Blind UNION-based SQLi with Python. See how Python can beat Burp Suite in brute-forcing speed and boost your hacking efficiency.
Once, I was sharpening my skills on blind SQL injection by enumerating a vulnerable web application. I found the trivial username ‘administrator’ and his password length using conditional statements within the cookie field:
‘ UNION SELECT ‘a’ FROM users WHERE username=’administrator’ AND length(password)=20--
What was the indication that this is a successful SQLi hunt? Let’s see what the BurpSuite Comparer has to offer:
Left — false SQL statement. Right — true SQL statement.
As it usually happens there’s a subtle difference in the web application’s response when testing for the blind SQL injection.
SQL stands for Structured Query Language. SQL is a scripting language expected to store, control, and inquiry information put away in social databases. The main manifestation of SQL showed up in 1974, when a gathering in IBM built up the principal model of a social database. The primary business social database was discharged by Relational Software later turning out to be Oracle.
Python is one of the most go-for languages among the developers due to the availability of open-source libraries and frameworks.
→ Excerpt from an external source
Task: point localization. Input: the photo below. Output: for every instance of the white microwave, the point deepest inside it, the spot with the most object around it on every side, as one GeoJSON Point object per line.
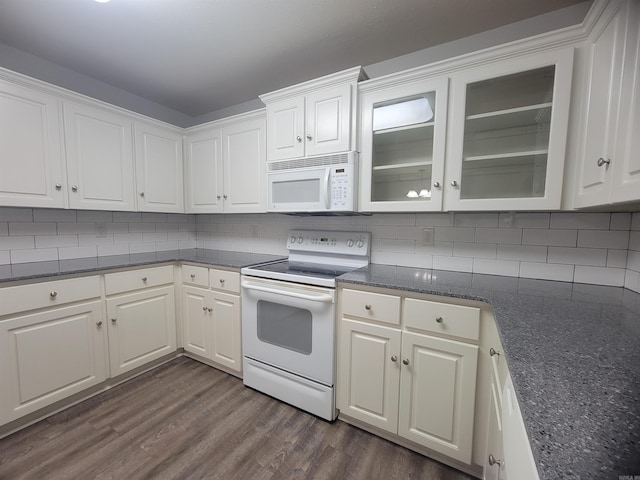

Debug SQL stored procedures and develop your SQL database project with dbForge SQL Complete, a new add-in for Visual Studio and SSMS. When you develop large chunks of T-SQL code with the help of the SQL Server Management Studio tool, it is essential to test the “Live” behavior of your code by making sure that each small piece of code works fine and being able to allocate any error message that may cause a failure within that code.
Python for Ethical Hacking will be discussing on how Python programming can be used for ethical hacking engagement.
In this tutorial, you’re going to learn a variety of Python tricks that you can use to write your Python code in a more readable and efficient way like a pro.